We can all, no matter how small our business is in contrast to the industry giants ranked by TT, learn from their methods of transparency. Publicly declare short- and long-term commitments. Share our plans, priorities, and resources for addressing internal issues and external impact.

Communicate how? Brands need to learn how to talk in straight lines instead of angles. Keep the evolution of the current state and the aspirations real, raw, and forward-thinking by candidly appreciating the nuances, challenges, and useful tension points implicit in the process.

Transparency is a function of where we start and stop our impact storytelling.

Take, for example, our diversity, equity, and inclusion. If the current state of our DE&I isn’t ideal — and it’s almost certainly not judging by prevailing practices — let’s call that out, holding our own company’s feet to the fire as Harvard has done — and by extension keeping both our industry and the business world at large accountable.

We can and should include these “warts and all” in our public storytelling. Be like Citi: “They are not shying away from difficult and uncomfortable conversations, and when they do fall short, they strive not to sweep their failings under the carpet.”

To legitimately Lead here means do something — and tell everyone what you’re doing. Let’s not bury our heads in the sand. The sand is burning, and we’re apt to lose that head. Lets undertake an internal audit as to our complicity — overt or covert, conscious or unconscious, explicit or implicit — on the issue. Honestly examine to what degree our current mindset and practices could be part of structural racism that otherwise appears to be not our problem.
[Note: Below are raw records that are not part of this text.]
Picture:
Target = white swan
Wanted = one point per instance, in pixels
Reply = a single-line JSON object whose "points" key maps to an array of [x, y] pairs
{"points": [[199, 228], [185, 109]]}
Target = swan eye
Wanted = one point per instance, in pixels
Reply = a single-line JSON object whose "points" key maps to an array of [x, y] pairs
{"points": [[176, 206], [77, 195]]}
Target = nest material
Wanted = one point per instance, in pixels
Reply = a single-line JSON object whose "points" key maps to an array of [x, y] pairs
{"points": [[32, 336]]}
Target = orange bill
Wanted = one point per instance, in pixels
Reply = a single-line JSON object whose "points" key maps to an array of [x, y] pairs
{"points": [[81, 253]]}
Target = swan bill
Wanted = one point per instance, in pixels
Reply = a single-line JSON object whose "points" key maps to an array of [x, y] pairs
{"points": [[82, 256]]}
In this way we expand outward from the “Me” to the first level of We. This kind of leadership audit might include questions like, “What is the level of diversity, inclusion, and equity among our board, employees, supply chain partners, and customers? What are our hiring criteria? How accountable (and transparent) are our promotion, incentive, and bonus systems?” Do the analysis. Look hard and look deep.
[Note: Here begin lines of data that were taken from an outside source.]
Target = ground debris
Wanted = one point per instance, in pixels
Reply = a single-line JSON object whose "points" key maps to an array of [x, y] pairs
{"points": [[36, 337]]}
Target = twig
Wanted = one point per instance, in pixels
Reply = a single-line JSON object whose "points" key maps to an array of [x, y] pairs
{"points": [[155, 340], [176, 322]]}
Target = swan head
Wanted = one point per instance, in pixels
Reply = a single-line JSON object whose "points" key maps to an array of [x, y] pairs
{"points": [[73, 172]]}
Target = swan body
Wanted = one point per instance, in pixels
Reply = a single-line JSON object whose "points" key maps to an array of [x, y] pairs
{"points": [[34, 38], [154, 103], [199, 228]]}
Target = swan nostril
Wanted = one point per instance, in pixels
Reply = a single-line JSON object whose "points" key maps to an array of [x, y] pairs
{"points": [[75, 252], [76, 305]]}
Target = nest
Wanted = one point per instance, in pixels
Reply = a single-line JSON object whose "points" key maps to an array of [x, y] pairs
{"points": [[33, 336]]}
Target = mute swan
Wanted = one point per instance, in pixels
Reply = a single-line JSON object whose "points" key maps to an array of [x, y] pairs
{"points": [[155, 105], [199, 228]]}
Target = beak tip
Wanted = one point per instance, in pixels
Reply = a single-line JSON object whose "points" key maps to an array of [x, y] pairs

Face the real facts on the ground with courage and a willingness to think outside our assumptions and expectations — even, preferably, outside our limited perspective. Maybe we’re variously privileged or otherwise advantaged? Unconscious biases? All the while, let’s use our values — our purpose, including public acknowledgement of our short-fallings — as a touchstone for the debriefing.

If our purpose doesn’t include the health, safety, equality — in this case the very lives — of a significant cohort of society, maybe let’s re-evaluate those values. As leaders, we must take a stand here. Remember — neutrality and silence belie a perilous point of view. It’s up to us to set the tone and set the specific agenda for our response, especially as we’re going to communicate it to the public.
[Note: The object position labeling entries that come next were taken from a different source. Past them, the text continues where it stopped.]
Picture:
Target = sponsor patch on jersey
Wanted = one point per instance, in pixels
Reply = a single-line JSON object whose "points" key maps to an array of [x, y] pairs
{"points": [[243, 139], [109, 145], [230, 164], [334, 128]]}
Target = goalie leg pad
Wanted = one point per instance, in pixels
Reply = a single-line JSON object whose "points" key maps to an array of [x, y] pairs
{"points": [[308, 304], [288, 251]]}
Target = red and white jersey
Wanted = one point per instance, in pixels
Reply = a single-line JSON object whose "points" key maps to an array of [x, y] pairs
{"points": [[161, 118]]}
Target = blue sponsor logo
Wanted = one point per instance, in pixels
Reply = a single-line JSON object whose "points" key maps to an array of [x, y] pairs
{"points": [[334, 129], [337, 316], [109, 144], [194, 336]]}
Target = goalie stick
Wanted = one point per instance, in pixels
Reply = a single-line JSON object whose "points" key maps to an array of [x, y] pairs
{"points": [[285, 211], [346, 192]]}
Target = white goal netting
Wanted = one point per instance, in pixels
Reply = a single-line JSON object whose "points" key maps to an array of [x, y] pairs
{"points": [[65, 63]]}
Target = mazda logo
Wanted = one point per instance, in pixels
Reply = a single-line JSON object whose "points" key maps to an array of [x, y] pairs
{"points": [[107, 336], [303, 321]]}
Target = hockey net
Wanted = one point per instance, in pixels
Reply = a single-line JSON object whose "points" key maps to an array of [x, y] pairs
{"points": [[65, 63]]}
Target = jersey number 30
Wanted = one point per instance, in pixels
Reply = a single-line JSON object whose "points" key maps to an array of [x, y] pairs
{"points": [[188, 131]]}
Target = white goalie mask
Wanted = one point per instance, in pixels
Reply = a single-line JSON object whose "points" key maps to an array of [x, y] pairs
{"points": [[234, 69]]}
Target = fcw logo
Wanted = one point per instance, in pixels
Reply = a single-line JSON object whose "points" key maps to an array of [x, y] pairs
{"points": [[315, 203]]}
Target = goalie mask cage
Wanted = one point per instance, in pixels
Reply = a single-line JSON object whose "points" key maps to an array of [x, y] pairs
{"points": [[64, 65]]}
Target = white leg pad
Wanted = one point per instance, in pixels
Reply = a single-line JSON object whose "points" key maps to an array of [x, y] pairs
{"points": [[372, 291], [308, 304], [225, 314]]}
If we’re questioning our standards of conventional “sustainability,” we might ask: Given limited resources in the world, are our processes making things worse — or better? How effectively are sustainability strategies integrated across our entire business? If one or more aspects of our company are doing well, can we ladder up the others?

In general, is public reporting being done within and beyond our industry? How transparent are we? Could we get our company to the next level of sustainability — that of actively regenerating?

Remember, responsibility to all our stakeholders requires such transparent reporting on all our progress in key areas — even if it’s imperfect. In fact, we ought to aim high — but expect it to be imperfect. As we’ve seen, even the big dogs sometimes trip when going after this ball.